@medealady wrote:

The sad outcome will be various factions will point the finger at the other for this atrocity.  How much have the Remain theats fuelled the fire of fear? The threatening emergency Budget? With each threat comes a counter threat as with a 2 horse race each side attempts to out-threaten the other.  Whilst we the 'common' people try and make sense of fact from fiction.  The 'powers that be' consider not the equivalent of the lone gunman, isolated, unhinged maybe drinking and the rest driven to distraction by a feeling of hopelessness. The people probably didnt also expect the Party of Power to bully to such an extent in such a one sided manner, enlist cross party support and state what they could and would do if voters dared to disagree.

 

The best outcome would be for the last days pre referendum for both sides to only deal in hard facts and admit everthing else that is a guesstimate.
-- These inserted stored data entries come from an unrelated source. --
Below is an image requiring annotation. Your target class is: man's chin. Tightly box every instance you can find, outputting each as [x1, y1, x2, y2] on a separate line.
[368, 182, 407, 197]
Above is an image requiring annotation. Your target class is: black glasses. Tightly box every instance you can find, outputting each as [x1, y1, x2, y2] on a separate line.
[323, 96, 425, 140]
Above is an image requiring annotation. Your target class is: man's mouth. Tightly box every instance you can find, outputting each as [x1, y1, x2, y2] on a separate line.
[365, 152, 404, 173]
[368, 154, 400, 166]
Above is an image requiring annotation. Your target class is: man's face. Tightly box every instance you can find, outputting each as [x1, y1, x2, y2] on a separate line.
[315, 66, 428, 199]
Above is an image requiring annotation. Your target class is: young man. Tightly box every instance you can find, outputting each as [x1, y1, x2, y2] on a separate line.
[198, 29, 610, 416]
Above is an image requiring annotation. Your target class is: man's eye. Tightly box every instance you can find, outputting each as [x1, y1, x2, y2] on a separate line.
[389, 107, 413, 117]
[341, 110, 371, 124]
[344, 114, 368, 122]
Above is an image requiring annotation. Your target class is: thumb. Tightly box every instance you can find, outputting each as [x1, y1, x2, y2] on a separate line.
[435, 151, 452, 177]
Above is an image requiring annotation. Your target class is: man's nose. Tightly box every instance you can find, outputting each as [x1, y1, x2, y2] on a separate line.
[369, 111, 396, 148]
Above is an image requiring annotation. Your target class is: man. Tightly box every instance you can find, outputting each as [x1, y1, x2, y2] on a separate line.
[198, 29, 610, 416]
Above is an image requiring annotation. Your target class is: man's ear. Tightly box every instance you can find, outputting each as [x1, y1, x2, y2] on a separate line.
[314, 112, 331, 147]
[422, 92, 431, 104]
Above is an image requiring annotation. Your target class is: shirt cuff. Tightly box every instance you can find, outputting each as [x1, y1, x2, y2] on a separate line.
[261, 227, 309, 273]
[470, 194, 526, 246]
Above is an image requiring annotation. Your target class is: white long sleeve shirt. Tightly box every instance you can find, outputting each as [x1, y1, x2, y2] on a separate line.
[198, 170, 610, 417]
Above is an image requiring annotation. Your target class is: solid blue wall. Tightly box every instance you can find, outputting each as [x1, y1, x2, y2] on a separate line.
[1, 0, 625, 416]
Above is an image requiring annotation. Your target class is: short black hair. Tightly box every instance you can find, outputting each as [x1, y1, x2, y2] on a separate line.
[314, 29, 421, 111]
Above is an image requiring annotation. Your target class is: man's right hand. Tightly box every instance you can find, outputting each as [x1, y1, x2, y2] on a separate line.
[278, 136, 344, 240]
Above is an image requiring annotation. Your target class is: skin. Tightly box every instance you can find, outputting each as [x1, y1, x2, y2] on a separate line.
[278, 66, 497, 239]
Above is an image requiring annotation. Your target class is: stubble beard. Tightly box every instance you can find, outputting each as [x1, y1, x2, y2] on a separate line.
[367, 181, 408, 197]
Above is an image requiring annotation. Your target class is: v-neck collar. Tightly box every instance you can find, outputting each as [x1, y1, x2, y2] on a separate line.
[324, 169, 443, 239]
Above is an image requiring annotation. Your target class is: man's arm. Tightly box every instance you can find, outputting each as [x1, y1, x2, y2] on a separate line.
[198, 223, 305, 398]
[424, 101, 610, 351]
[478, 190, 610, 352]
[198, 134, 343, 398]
In the 70's we voted for a Common Market/Agricultural Policy and what we ended up with should be the lesson as to what the future holds when idle hands need to justify their existance. 

 


It did not take long for your words to be proven correct,

we could all guess at the murderers motives and claim to know the cause,

it could be that farage standing in front of a poster pushed mair over the edge, 

or it could be the constant threats from the remain camp,

maybe it has something to do with mair struggling to find real employment when his voluntary work ended,

it could be that he blames labour and their wars and open door policy for the suffering we now see in other countries and on a smaller scale right here, point being i doubt even mair really knows why he did what he did.

to try and twist this to be anyone fault but mair's is childish, but desperate people say desperate things.

Proven by the responses from the remain camp.